A iniciativa é da Associação Nacional dos
Auditores Fiscais da Receita Federal do Brasil (Anfip) e da Federação
Nacional do Fisco Estadual e Distrital (Fenafisco), com apoio do Conselho
Federal de Economia (Cofecon), Departamento Intersindical de Estatística e
Estudos Socioeconômicos (Dieese), Fundação Friedrich Ebert Stiftung Brasil (FES),
Instituto de Estudos Socioeconômicos (Inesc), Instituto de Justiça Fiscal (IJF)
e Oxfam Brasil. Segundo a Anfip, apenas a isenção dos lucros e dividendos,
estabelecida pelo ex-presidente Fernando Henrique Cardoso em 1996,
representa cerca de R$ 80 bilhões a menos no orçamento da União, por ano. Os primeiros diagnósticos do estudo, que compara o sistema tributário brasileiro com os de outros países, estão consolidados no livro “A reforma tributária necessária: diagnóstico e premissas”, que será lançado na abertura do Fórum Internacional Tributário, em São Paulo. Com 804 páginas, 39 artigos, escritos por 42 especialistas, dedicados ao projeto desde julho de 2017, o livro terá também uma versão on line no site http://plataformapoliticasocial.com.br/.
“Nossa intenção é apresentar o trabalho aos presidenciáveis”, afirma o economista Eduardo Fagnani, professor da Unicamp e coordenador do trabalho técnico e da edição do livro.
Modelo solidário O documento aponta o caráter regressivo do sistema como uma das principais razões da distribuição injusta da renda no Brasil, que dá ao país o posto de décimo mais desigual do mundo, no ranking de mais de 140 países da Pnud, utilizado pela ONG Oxfam.
Por isso, o projeto quer ir além de unicamente “simplificar” o sistema, como pretende a minuta do estudo atualmente em discussão no Congresso, do deputado Luiz Carlos Hauly (PSDB-PR). De acordo com Fagnani, o projeto de Hauly, ao extinguir vários impostos e substituí-los por um IVA único, atinge em cheio aqueles que têm destinação determinada para a Seguridade Social – como o PIS e a Cofins – cujos recursos ficariam à mercê da Lei Orçamentária e das inclinações políticas do Congresso. Esse caminho, alerta o economista, poderia representar o fim do Estado social brasileiro, fundado pela Constituição de 1988.

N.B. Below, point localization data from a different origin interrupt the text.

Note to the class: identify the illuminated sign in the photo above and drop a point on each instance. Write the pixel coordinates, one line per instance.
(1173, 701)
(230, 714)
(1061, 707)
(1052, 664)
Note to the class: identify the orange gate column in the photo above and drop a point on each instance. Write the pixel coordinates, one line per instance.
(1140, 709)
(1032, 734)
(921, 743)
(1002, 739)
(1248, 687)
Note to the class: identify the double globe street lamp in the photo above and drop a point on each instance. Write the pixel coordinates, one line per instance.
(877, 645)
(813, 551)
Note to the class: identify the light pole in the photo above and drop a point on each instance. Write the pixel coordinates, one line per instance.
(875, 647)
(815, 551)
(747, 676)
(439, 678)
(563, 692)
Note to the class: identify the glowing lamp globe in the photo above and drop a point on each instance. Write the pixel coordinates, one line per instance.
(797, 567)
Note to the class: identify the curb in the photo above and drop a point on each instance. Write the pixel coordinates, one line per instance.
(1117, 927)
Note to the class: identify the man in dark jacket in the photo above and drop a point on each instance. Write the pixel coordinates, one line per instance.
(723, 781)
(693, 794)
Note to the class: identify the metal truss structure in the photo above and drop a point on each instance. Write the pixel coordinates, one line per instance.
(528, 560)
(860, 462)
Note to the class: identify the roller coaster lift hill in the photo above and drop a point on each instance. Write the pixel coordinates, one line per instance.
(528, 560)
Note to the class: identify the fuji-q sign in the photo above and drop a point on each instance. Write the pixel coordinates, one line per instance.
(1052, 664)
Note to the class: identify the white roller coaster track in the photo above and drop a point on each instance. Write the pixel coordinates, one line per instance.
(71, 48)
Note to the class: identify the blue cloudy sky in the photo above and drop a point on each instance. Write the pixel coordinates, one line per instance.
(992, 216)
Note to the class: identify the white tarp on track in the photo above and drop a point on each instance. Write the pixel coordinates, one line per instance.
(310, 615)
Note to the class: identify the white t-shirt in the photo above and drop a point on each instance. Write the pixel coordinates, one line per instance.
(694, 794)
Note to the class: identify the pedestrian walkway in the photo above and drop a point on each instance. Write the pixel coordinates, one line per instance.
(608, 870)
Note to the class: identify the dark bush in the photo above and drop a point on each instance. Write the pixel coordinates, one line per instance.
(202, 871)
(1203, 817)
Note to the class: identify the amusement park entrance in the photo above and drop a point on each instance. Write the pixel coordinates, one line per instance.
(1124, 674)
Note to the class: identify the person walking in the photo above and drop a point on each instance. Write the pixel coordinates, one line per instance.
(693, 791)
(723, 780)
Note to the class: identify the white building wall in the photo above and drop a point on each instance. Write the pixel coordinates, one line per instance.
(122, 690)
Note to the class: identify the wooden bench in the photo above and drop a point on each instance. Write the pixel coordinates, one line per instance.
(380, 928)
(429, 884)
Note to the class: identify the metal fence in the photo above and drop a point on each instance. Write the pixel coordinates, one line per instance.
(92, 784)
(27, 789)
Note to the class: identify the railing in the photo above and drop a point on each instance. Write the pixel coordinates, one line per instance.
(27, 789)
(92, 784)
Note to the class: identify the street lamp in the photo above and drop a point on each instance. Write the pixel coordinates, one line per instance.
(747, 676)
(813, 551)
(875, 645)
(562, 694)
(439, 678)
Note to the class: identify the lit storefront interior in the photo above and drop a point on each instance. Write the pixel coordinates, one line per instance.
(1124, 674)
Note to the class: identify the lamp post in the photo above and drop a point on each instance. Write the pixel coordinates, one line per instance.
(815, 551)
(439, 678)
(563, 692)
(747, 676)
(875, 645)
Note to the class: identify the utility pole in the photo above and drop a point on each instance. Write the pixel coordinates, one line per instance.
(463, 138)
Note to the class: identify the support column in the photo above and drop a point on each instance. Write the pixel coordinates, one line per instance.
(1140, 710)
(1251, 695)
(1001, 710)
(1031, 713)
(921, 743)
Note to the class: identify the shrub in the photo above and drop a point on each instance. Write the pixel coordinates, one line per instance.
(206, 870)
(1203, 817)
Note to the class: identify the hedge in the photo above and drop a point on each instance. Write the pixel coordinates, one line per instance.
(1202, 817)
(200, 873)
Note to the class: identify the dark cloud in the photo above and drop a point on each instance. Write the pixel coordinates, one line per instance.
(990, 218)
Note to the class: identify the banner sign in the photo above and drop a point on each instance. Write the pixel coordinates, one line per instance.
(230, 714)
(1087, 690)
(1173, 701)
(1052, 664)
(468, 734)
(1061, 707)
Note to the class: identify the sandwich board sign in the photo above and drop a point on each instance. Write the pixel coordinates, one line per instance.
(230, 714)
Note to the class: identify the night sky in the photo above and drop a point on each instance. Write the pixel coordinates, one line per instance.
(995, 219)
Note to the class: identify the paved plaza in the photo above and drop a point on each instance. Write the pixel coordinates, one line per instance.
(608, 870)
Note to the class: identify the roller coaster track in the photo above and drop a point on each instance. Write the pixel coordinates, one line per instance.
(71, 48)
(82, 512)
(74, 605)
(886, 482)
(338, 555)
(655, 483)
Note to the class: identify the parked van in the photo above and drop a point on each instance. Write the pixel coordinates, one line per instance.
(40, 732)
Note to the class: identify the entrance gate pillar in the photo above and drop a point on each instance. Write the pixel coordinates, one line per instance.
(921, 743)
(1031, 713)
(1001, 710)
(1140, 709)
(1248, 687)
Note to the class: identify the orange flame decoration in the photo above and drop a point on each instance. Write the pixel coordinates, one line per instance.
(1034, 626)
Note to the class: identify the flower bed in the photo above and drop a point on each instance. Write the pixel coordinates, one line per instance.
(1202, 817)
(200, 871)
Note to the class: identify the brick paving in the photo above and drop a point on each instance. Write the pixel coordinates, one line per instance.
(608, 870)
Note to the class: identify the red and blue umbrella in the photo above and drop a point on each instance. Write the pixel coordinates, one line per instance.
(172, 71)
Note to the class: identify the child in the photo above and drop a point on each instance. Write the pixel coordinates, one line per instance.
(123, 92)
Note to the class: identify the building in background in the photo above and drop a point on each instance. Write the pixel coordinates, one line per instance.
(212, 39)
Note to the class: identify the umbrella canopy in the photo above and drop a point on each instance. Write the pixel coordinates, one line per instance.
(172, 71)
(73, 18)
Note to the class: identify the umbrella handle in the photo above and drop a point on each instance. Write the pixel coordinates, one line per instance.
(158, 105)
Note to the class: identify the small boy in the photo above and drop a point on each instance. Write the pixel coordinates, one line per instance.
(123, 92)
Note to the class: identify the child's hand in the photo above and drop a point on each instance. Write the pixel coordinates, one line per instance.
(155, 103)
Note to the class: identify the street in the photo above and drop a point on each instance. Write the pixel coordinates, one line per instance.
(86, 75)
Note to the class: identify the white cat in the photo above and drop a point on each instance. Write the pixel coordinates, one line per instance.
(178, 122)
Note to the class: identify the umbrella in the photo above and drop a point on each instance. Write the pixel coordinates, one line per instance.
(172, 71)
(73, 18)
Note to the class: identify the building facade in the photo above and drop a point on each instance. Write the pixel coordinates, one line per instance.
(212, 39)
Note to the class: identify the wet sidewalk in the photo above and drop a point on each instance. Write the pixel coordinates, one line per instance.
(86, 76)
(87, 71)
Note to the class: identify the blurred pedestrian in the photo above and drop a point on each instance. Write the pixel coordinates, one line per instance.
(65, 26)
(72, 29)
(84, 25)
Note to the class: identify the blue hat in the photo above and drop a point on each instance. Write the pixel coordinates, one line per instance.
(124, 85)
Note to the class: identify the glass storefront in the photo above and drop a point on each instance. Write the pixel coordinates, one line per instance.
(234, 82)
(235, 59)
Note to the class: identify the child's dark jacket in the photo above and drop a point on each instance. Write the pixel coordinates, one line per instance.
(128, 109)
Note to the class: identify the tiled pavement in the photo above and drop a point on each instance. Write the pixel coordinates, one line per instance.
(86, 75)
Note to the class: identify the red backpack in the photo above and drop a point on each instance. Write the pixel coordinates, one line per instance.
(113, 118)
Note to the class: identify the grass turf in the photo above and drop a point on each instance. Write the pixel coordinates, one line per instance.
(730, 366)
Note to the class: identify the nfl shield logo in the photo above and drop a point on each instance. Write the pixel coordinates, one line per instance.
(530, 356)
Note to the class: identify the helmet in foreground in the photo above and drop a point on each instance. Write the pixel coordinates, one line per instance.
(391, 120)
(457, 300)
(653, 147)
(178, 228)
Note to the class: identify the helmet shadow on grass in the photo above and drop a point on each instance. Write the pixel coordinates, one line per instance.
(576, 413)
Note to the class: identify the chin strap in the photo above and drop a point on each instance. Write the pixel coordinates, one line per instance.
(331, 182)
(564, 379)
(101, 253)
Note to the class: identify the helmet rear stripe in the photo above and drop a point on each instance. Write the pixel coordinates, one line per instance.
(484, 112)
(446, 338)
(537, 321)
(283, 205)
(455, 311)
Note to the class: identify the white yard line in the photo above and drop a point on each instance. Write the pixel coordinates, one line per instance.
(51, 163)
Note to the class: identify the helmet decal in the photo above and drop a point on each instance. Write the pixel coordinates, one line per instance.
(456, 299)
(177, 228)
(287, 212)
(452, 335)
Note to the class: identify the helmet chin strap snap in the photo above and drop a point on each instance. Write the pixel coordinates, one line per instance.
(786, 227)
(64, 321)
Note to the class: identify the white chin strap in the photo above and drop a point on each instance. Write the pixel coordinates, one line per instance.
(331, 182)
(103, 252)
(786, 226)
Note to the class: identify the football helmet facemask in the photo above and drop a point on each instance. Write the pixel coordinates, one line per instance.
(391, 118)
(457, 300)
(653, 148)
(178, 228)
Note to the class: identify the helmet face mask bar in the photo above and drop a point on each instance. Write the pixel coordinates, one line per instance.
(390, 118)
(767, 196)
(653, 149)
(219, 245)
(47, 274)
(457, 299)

O modelo solidário, diferentemente, pretende equilibrar simplificação e bem-estar social, com base em oito premissas básicas. A primeira delas é que seja elaborado na perspectiva do desenvolvimento. “Porque as desigualdades do país não são só por renda. Envolvem cor, gênero, acesso à Justiça, à segurança, saúde, alimentação, educação, classes e regiões do país”, explica Fagnani. O economista deixa clara a importância da tributação em um projeto de desenvolvimento. “Ela é fundamental porque reduz a desigualdade de renda, melhora o mercado interno, incentiva o crescimento e cria condições para que o Estado amplie o financiamento dos investimentos, tanto econômicos como sociais, que melhoram a qualidade de vida das pessoas”.
A segunda é que a reforma esteja “adequada ao propósito de fortalecer o Estado de bem-estar social, em função do seu potencial como instrumento de redução das desigualdades sociais e como promotor do desenvolvimento nacional”. Ou seja, é preciso enfrentar a tributação direta. “O Imposto de Renda pessoa jurídica e pessoa física são os pilares, mas não podemos parar aí. É preciso taxar transações financeiras, enfrentar os paraísos fiscais e a propriedade e a riqueza (impostos sobre herança, imóveis, veículos, grandes fortunas), lucro e dividendos.”
A progressividade deve aumentar por meio da redução da tributação indireta, sobre o consumo, aí sim, com uma simplificação da estrutura. Outras premissas incluem restabelecer as bases do equilíbrio federativo, aperfeiçoar o tratamento dado ao comércio internacional e levar em conta a tributação ambiental.
Segundo Fagnani, a tributação ambiental existe mundialmente desde a década de 1970. Já no Brasil, embora o país seja o maior consumidor de agrotóxico do mundo, o produto é isento. “Na Europa, a tributação ambiental representa 6% da carga tributária total, e a meta é chegar a 10% em 2020”, diz.
Finalmente, a reforma do sistema tributário nacional deve fomentar ações que resultem no aumento das receitas, por meio da revisão das renúncias fiscais e pelo combate à evasão fiscal. Isso significa, entre outras medidas, rever incentivos, que somam hoje mais de R$ 300 bilhões, ou 20% da carga de Imposto de Renda, da ordem de R$ 1,5 trilhão. Ao mesmo tempo, a proposta pretende modernizar a administração tributária, tornando-a mais ágil e com maior poder de combate à sonegação – “que nem é crime no Brasil”, observa o economista.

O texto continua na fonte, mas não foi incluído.